Les récentes annonces concernant la mise en place de « zones pilotes » sous contrôle de l'armée libanaise dans le sud du Liban constituent peut-être la première véritable lueur d'espoir depuis des années. Pour la première fois depuis longtemps, une perspective de désescalade entre Israël et le Liban semble émerger. Cette opportunité ne doit pas être gâchée.
La paix ne pourra cependant être durable que si chaque partie assume ses responsabilités.
Israël doit mettre un terme aux bombardements qui frappent le territoire libanais, qu'il s'agisse du sud du pays, de la banlieue de Beyrouth ou d'autres régions. Les incursions terrestres et les violations répétées de la souveraineté libanaise ne peuvent constituer une solution à long terme. Elles alimentent les tensions, fragilisent davantage l'État libanais et entretiennent un cycle de violence dont les populations civiles sont les premières victimes.
Mais la responsabilité ne saurait être unilatérale.
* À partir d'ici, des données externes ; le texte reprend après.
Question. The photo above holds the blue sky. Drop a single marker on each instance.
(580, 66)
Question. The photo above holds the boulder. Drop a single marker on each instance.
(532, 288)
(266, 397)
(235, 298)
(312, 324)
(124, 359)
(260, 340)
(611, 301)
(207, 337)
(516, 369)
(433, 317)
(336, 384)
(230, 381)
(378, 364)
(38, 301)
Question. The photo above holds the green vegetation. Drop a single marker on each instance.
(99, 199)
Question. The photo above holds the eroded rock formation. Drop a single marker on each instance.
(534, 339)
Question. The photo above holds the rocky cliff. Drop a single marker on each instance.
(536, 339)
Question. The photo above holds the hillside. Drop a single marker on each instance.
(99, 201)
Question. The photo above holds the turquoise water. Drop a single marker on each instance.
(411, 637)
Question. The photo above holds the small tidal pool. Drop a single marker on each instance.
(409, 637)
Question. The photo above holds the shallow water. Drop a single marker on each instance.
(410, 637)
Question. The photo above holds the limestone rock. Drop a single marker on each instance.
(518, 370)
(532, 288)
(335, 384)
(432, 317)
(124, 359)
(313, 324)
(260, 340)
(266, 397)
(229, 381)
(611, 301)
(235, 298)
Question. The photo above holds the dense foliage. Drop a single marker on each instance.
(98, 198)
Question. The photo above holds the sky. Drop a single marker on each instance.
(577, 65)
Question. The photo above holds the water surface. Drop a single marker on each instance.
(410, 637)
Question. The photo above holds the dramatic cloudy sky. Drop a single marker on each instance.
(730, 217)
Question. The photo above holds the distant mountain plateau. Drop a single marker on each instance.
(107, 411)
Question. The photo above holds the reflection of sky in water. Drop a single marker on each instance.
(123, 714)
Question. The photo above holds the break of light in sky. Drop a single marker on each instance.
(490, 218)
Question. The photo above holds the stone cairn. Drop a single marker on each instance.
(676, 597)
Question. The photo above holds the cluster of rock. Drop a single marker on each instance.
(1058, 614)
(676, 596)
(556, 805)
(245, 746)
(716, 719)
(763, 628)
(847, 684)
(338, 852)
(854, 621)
L'État libanais doit lui aussi relever un défi historique, rétablir son autorité exclusive sur l'ensemble de son territoire. Aucun État ne peut durablement assurer sa sécurité et sa stabilité lorsqu'une organisation armée agit indépendamment de ses institutions et possède sa propre capacité militaire.
Le Hezbollah, soutenu par l'Iran, continue de jouer un rôle déterminant dans l'instabilité régionale. Ses attaques contre Israël exposent le Liban à des représailles dévastatrices et privent les autorités libanaises du contrôle effectif de décisions de guerre et de paix qui devraient relever exclusivement de l'État.
Le retour de l'armée libanaise dans le sud du pays constitue donc une étape essentielle. Cette présence doit permettre d'assurer la sécurité des populations, de prévenir les affrontements transfrontaliers et de faire respecter les engagements internationaux du Liban. À terme, le monopole de la force armée doit revenir pleinement aux institutions légitimes de l'État.
Dans cette perspective, la France a une responsabilité particulière.
Liée au Liban par une histoire commune et par des relations humaines, culturelles et politiques profondes, elle ne peut se contenter d'observer les événements. Paris doit soutenir activement le renforcement de l'État libanais. Cela passe d'abord par une aide matérielle accrue à l'armée libanaise, équipements, logistique, renseignement, soutien aux infrastructures et aux capacités de commandement.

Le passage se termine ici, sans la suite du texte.